Sinclair Lewis is one of the most forgotten novelists of the last century. Following the success of Main Street and Babbitt, Lewis was at one time voted America’s favorite writer. Both works’ titles had coined new terms (or at least added a derogatory quaintness to “Main Street”) and featured enormously popular satires on American go-get-em attitudes, good-old-boy-isms, and Chamber of Commerce buffoonery (which was a more meaningful subject to criticize in the Twenties than now). In 1925 Lewis was awarded the Pulitzer Prize (which he refused); later, in 1930, he accepted the Nobel Prize in Literature. Somewhere along the way, though, and perhaps owing to the lack of overall vision in his books, he lost his fame.

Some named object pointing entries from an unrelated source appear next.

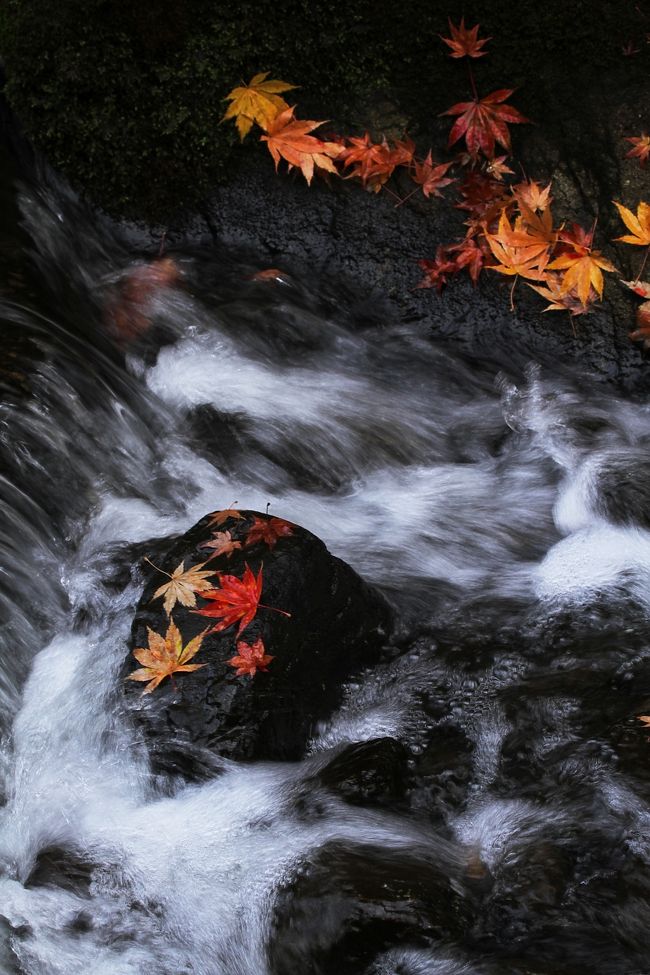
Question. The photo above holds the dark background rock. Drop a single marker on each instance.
(337, 625)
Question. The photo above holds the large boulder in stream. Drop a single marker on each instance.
(252, 707)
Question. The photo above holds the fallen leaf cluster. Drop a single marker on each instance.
(510, 227)
(226, 598)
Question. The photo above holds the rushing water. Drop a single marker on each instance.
(505, 517)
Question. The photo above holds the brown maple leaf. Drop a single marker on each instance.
(464, 42)
(268, 530)
(517, 252)
(250, 658)
(237, 599)
(258, 101)
(183, 585)
(639, 225)
(222, 543)
(641, 150)
(484, 122)
(431, 177)
(165, 656)
(560, 300)
(217, 518)
(582, 266)
(288, 138)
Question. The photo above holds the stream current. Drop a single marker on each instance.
(504, 515)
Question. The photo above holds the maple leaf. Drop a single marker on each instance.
(237, 599)
(431, 178)
(268, 530)
(372, 162)
(183, 585)
(288, 138)
(639, 225)
(484, 122)
(258, 101)
(222, 543)
(641, 148)
(464, 42)
(560, 299)
(250, 658)
(437, 270)
(469, 254)
(496, 167)
(582, 266)
(219, 517)
(518, 253)
(165, 656)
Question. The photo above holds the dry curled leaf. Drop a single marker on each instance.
(288, 138)
(183, 585)
(250, 658)
(165, 656)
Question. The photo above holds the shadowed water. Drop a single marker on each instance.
(504, 515)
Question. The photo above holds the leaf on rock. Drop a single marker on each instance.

On the level of each individual paragraph, Lewis is a wonderful writer. He collected and organized literally thousands of observations during his research for his novels and short stories like drawers full of old library catalog cards. But his stories tended to be tied up too quickly by the end of the novel, as though available pages had run out and the book had better finish its business. There’s also never a very fulfilling exploration of a character’s personality. Lewis wrote from the mind of an utter loner who couldn’t speak more frankly about loneliness.

Perhaps Lewis’ loss of fame is all for the better: I’d rather keep an author like him to myself. When a writer is forgotten, it’s easier not to criticize them for their shortcomings — of which Lewis had many — and be better able to enjoy their works for what they are, like a flawed but good friend.